Lebih lanjut, Arzeti menilai masalah kesehatan reproduksi menjadi isu tambahan yang mungkin saja terjadi akibat implementasi aturan itu. Sebab aturan dan penyediaan alat kontrasepsi saja tidak cukup untuk mengatasi tantangan kesehatan reproduksi remaja, tapi perlu banyak faktor lain lagi yang harus dilakukan.

"Untuk memastikan efektivitas kebijakan ini, harus ada pendekatan yang holistik dan komprehensif yang mencakup pendidikan seksual yang berkualitas, konseling, dan dukungan emosional," sebut Arzeti.

Anggota Komisi IX DPR yang membidangi urusan kesehatan ini juga mengingatkan bahwa anak usia remaja belum memiliki stabilitas emosional yang baik sehingga perlu adanya pendampingan dan edukasi mengenai alat kontrasepsi. Arzeti khawatir akses alat kontrasepsi bagi anak usia sekolah dan remaja dapat disalahgunakan.

“Belum lagi dampak sosial yang akan terjadi. Orang tua anak-anak pasti juga akan sulit menerima kebijakan ini karena seolah-olah melegalkan hubungan seksual bagi remaja,” tegasnya.

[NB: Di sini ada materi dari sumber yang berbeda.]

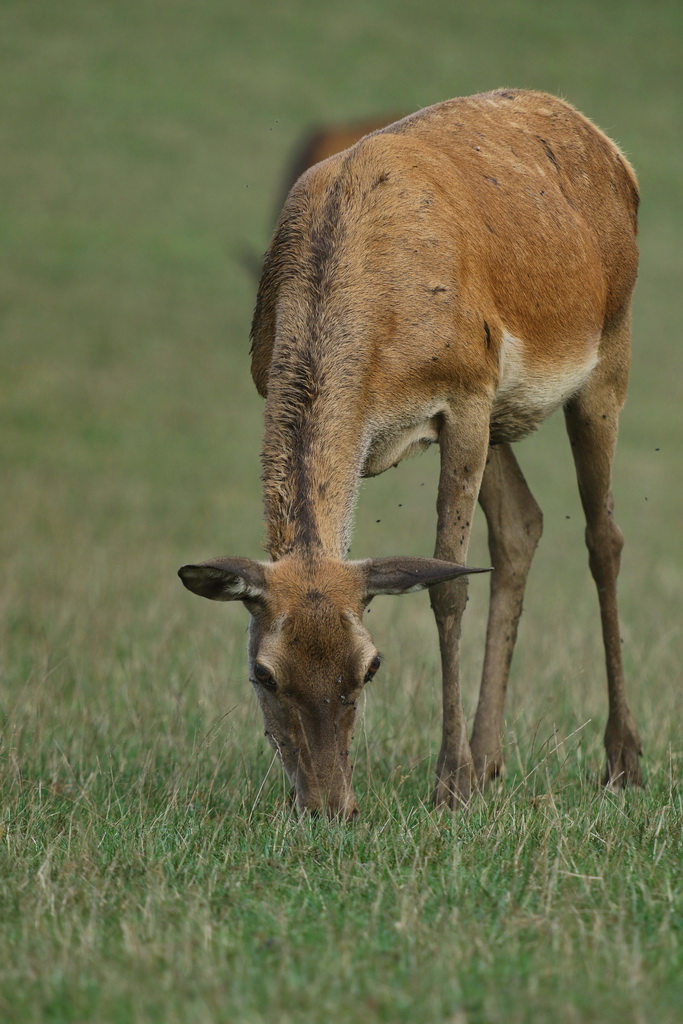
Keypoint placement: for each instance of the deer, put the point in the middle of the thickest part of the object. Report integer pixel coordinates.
(452, 279)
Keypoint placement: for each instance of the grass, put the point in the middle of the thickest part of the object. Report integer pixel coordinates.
(150, 867)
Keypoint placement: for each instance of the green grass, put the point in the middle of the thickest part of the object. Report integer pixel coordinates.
(150, 867)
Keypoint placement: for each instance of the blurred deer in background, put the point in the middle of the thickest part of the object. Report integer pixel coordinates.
(452, 279)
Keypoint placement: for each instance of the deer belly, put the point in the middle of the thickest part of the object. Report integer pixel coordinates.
(393, 442)
(527, 394)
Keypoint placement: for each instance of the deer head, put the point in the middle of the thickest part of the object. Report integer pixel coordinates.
(310, 655)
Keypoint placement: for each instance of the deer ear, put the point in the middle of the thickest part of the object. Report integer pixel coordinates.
(225, 579)
(403, 576)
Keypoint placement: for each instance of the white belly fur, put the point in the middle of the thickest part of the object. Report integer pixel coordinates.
(524, 397)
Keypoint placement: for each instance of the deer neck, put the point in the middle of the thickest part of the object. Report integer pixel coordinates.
(313, 449)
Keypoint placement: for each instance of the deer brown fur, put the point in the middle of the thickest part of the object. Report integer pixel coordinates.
(454, 279)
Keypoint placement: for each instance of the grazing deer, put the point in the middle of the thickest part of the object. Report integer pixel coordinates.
(454, 279)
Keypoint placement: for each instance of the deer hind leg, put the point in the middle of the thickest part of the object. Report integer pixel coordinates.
(592, 420)
(463, 446)
(515, 524)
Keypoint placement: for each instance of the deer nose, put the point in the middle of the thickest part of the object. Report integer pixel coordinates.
(333, 809)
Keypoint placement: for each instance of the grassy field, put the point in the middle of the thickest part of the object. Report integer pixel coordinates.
(150, 868)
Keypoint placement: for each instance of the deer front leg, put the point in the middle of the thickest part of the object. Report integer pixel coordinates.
(515, 524)
(463, 444)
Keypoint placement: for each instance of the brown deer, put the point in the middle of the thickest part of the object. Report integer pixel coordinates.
(454, 279)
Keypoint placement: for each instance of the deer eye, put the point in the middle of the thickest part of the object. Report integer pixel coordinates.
(372, 668)
(264, 677)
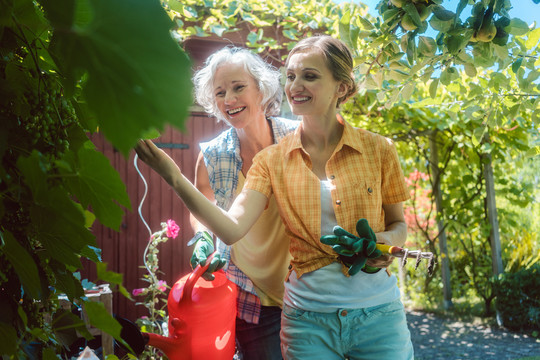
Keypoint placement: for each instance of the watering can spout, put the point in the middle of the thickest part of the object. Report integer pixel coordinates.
(174, 346)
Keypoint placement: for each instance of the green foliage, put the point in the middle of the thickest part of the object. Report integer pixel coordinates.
(155, 300)
(518, 297)
(68, 68)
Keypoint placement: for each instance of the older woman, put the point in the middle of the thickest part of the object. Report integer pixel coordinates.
(325, 177)
(238, 87)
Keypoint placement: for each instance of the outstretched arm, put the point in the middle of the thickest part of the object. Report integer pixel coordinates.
(229, 226)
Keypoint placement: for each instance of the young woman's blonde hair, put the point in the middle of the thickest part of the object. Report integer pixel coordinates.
(338, 57)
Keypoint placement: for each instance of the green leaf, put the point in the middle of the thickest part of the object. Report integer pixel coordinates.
(470, 69)
(433, 88)
(23, 263)
(442, 14)
(532, 38)
(125, 47)
(517, 27)
(66, 325)
(440, 25)
(100, 318)
(366, 24)
(516, 65)
(99, 185)
(411, 49)
(410, 9)
(426, 46)
(8, 334)
(111, 278)
(407, 91)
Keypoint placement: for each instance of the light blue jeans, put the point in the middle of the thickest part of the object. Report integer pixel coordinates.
(375, 333)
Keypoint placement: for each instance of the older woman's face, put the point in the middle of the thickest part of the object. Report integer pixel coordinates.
(237, 95)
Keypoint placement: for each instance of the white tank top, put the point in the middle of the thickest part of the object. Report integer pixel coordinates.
(327, 289)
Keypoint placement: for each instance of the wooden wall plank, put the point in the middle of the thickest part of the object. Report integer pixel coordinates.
(123, 250)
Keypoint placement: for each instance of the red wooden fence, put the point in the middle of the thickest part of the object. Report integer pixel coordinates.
(123, 250)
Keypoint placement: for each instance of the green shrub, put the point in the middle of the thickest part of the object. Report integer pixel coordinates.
(518, 298)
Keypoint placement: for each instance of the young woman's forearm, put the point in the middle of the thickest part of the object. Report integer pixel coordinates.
(395, 234)
(214, 218)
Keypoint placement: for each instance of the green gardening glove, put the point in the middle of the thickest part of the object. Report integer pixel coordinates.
(204, 247)
(353, 251)
(364, 231)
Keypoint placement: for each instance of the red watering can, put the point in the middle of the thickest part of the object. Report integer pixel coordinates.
(202, 318)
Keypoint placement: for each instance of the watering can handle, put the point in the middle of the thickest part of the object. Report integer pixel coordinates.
(193, 277)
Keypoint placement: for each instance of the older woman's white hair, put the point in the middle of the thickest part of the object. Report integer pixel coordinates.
(266, 76)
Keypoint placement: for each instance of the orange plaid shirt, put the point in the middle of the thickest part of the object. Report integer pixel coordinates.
(364, 170)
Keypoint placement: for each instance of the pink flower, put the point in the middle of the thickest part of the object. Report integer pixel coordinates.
(162, 285)
(172, 229)
(137, 292)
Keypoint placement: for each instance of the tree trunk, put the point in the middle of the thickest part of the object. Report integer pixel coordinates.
(494, 238)
(445, 265)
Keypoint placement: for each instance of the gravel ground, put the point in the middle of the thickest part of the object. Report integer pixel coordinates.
(436, 337)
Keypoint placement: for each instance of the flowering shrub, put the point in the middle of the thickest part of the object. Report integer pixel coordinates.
(154, 294)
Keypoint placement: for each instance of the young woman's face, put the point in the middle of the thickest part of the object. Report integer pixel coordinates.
(310, 87)
(237, 95)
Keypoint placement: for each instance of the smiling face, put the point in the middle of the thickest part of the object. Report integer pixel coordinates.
(311, 87)
(237, 96)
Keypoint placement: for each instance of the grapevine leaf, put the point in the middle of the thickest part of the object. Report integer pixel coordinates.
(99, 185)
(124, 47)
(23, 264)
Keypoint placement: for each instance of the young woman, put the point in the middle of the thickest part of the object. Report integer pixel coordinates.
(326, 173)
(238, 87)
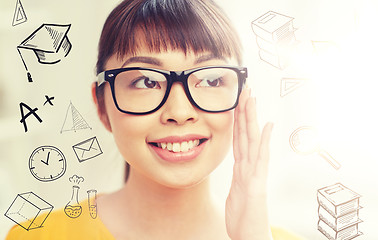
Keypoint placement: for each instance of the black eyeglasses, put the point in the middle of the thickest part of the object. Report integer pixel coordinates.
(140, 91)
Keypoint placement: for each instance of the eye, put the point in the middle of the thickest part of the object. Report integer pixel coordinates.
(210, 82)
(145, 82)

Berdasarkan data dari Indonesia National Adolescent Mental Health Survey (I-NAMHS) di tahun 2024, terdapat 17,95 Juta Remaja Indonesia yang didiagnosis menderita gangguan mental. Hal ini dinilai seharusnya menjadi pertimbangan saat membuat sebuah aturan.

“Ada kemungkinan bahwa alat kontrasepsi yang disediakan tidak digunakan sesuai dengan tujuan yang dimaksudkan atau disalahgunakan oleh individu yang tidak cukup matang secara emosional untuk mengelola tanggung jawab tersebut," papar Arzeti.

“Pada akhirnya akan muncul juga dampak kesehatan lainnya, khususnya dalam hal psikologis anak. Mereka bisa trauma, depresi, dan mengalami gangguan mental lain,” sambungnya.

Sekali lagi Arzeti menekankan kepada Pemerintah untuk segera memberikan penjelasan yang detail dan komperhensif kepada masyarakat terkait aturan tersebut. Jangan sampai menimbulkan keresahan di tengah masyarakat karena pemerintah seakan-akan mempersilakan perilaku seks prematur.

"Kami harapkan Pemerintah bisa menjelaskan apa maksudnya aturan tersebut. Seberapa besar manfaatnya, yang harus ditunjukkan lewat riset mendalam. Jangan jadi malah jadi seperti membenarkan seks prematur," pungkas Arzeti.